Within Taiwan, there are two parties known as the Kuomintang (KMT) and the Democratic Progressive Party (DPP). The KMT supports and follows the One-China Policy along with a modification of the policy known as the 1992 Consensus where the party recognizes Taiwan and China as one sovereign state, but disagree on which government has control over the state. Meanwhile, the DPP including President Ing-wen refuse to recognize the 1992 Consensus as they desire Taiwan to be its own independent state and have its own government. They also believe that people should have the choice of independence without the intervention of outside forces (China).


Taiwan was able to pass this marriage law because it acts under the ROC, which China does not control. So while China may not agree with the concept of same-sex marriage nor advocate for same-sex rights, Taiwan has the ability to grant the LGBTQ+ community rights without China’s input.


So what does this mean for the LGBTQ+ communities in the surrounding countries and Asia in general? This Taiwanese law is only one of the first steps Asia has taken for the LGBTQ+ community along with India decriminalizing gay sex in September of 2018. Even Hong Kong’s constitutional court ruled the same-sex couples in Hong Kong have the same rights to spousal visas as married heterosexual couples as stated by the New York Times.

But how does this issue connect to the United States of America and especially to South Brunswick? Despite the law passing in a country on the other side of the world, SBHS students who identified as part of the LGBTQ+ community commented on the historic moment.


Junior Dylan Stenger said, “It’s been a struggle for us since we didn’t pass a same-sex marriage law til 2015 and it sucks that the people in Taiwan had to wait until 2019. But we should continue to be LGBTQ+ activists as unbelivably people have to be taught to accept people especially with the types of environments they grow up in.”


The LGBTQ+ community has been advocating for not only its rights but also for its existence in every part of the world including South Brunswick. SBHS even has its own PRISM club (formerly known as the Gay-Straight Alliance club) advised by Guidance Counselor, Ms. Anastasia Marcella that holds meetings with those who are part of the LGBTQ+ community and are allies of the community.

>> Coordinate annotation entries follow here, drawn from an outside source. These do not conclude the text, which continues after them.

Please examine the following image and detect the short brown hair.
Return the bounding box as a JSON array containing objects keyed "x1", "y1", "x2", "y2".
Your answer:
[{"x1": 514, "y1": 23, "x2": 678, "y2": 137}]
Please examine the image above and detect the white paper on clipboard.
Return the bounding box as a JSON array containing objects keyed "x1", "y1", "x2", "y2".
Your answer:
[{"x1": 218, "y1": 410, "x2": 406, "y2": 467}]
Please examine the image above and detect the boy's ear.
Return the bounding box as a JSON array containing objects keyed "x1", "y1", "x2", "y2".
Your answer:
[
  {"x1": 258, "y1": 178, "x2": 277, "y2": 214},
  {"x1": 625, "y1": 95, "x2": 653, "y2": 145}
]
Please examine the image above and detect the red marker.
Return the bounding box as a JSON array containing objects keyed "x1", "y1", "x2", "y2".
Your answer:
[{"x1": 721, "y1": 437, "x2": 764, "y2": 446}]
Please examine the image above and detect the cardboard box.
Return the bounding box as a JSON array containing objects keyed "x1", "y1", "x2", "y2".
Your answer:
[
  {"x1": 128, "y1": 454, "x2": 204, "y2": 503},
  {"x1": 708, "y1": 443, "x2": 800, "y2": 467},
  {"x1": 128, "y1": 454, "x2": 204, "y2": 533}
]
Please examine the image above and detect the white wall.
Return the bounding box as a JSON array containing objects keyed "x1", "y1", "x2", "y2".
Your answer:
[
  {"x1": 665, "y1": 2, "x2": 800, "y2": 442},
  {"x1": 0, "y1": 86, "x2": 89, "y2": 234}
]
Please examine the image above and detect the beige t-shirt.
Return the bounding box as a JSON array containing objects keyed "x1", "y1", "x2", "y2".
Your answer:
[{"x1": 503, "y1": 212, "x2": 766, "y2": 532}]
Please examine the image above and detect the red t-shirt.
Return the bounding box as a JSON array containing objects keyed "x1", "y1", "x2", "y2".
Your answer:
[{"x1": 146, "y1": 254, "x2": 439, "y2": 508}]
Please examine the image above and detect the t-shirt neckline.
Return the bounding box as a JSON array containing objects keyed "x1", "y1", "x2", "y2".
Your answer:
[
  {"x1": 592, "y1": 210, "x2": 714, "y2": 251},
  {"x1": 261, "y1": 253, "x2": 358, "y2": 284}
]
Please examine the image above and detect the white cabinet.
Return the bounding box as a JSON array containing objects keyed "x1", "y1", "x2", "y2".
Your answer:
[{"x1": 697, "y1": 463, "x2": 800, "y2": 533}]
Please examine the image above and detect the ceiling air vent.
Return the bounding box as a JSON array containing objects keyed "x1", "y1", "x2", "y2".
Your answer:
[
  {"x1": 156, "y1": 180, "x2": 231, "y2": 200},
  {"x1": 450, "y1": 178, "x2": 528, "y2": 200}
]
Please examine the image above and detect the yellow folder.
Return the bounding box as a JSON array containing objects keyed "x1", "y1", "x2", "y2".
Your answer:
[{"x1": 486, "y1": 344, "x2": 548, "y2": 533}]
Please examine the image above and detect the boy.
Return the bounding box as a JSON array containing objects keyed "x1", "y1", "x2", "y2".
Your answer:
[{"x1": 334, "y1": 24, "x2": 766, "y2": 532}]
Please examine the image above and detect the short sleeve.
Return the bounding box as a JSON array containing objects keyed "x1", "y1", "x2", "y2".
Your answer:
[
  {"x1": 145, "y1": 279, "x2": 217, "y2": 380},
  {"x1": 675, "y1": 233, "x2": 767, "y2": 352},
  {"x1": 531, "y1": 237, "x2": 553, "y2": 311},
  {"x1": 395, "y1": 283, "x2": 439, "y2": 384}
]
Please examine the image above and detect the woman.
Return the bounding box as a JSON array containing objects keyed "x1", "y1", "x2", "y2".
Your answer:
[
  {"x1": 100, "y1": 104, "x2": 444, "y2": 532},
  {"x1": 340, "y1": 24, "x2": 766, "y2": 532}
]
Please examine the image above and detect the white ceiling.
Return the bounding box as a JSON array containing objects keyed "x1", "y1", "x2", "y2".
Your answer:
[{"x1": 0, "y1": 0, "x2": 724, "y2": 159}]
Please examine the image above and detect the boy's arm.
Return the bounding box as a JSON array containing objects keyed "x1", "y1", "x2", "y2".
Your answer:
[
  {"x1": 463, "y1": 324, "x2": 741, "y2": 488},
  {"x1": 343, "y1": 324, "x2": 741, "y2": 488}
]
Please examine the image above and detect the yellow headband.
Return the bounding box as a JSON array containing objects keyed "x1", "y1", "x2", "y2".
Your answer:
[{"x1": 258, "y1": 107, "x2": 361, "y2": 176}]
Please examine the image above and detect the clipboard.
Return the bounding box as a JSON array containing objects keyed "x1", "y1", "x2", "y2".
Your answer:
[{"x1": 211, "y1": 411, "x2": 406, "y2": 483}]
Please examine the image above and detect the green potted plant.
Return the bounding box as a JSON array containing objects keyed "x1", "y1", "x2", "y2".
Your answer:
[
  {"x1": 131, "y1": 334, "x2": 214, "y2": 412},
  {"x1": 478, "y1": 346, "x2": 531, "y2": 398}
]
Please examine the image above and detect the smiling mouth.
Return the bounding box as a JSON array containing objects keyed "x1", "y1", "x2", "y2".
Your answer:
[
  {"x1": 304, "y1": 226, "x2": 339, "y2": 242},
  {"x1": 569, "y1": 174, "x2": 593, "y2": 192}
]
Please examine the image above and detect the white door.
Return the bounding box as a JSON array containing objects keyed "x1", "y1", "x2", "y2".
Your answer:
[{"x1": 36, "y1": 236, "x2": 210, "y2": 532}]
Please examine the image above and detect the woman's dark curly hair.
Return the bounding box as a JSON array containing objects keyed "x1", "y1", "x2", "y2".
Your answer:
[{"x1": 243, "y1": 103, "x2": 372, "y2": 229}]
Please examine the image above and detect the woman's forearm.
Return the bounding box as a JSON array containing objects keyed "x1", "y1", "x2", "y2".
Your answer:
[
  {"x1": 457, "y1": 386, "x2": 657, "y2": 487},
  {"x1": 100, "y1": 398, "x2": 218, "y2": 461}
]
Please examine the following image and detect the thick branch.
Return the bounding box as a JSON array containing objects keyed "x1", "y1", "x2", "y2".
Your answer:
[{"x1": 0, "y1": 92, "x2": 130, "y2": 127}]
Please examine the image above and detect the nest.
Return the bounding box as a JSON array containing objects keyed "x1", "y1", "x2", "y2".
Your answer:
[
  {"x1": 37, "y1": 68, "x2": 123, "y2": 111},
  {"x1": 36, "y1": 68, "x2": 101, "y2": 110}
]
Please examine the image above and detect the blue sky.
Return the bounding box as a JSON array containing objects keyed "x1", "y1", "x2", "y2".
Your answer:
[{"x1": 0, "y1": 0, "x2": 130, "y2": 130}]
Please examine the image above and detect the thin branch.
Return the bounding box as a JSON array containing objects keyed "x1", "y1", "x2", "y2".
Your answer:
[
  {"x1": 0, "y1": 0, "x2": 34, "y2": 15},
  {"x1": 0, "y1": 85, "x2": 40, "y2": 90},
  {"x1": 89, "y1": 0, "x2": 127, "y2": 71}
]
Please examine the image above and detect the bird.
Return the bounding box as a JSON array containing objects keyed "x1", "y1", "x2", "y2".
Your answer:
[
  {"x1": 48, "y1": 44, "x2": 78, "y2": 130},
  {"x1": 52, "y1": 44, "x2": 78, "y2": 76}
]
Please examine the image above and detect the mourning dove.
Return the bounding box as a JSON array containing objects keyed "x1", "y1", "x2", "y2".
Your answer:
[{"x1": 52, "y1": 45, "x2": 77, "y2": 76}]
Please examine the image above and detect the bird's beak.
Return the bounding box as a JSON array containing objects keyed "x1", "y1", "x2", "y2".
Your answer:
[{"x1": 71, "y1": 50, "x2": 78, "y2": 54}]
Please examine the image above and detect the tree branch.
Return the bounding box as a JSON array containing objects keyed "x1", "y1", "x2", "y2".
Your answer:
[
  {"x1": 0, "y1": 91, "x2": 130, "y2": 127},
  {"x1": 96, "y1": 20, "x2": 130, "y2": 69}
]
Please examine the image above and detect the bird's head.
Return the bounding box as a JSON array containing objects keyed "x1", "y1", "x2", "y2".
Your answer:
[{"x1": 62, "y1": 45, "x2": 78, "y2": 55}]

Ms. Marcella said, “Well, the NJ state curriculum is actually changing by trying to include more teaching of LGBTQ+ issues and people as well as changing the title of Race, Class, and Gender class to include LGBT issues in its title. Students themselves can get involved in clubs and activities like the PRISM alliance as a way to make the school a more inclusive and safe place where everyone can grow. Eventually, these students can then take what they have learned from high school to college and inevitably to the workforce, which benefits the future of everyone.”


The LGBTQ+ community has taken many actions in the past years but still people are ignorant and uneducated about the community in general, which tends to fuel prejudice and hatred towards members of the community.


Junior Devyn Gonzalez explains what SBHS students can do to help out the LGBTQ+ community. He said “In SBHS, if you weren’t gay, then you probably won’t know it’s Pride Month. I think that we should recognize Pride month as we do Black History Month or Women’s History Month. Also asking questions that make people check themselves and their xenophobia to help them realize that the way they think of people is wrong.”

While there are countries that don’t allow for any rights for the LGBTQ+ community, Taiwan is paving the way for other conservative Asian countries and possibly the rest of the world that has yet to follow.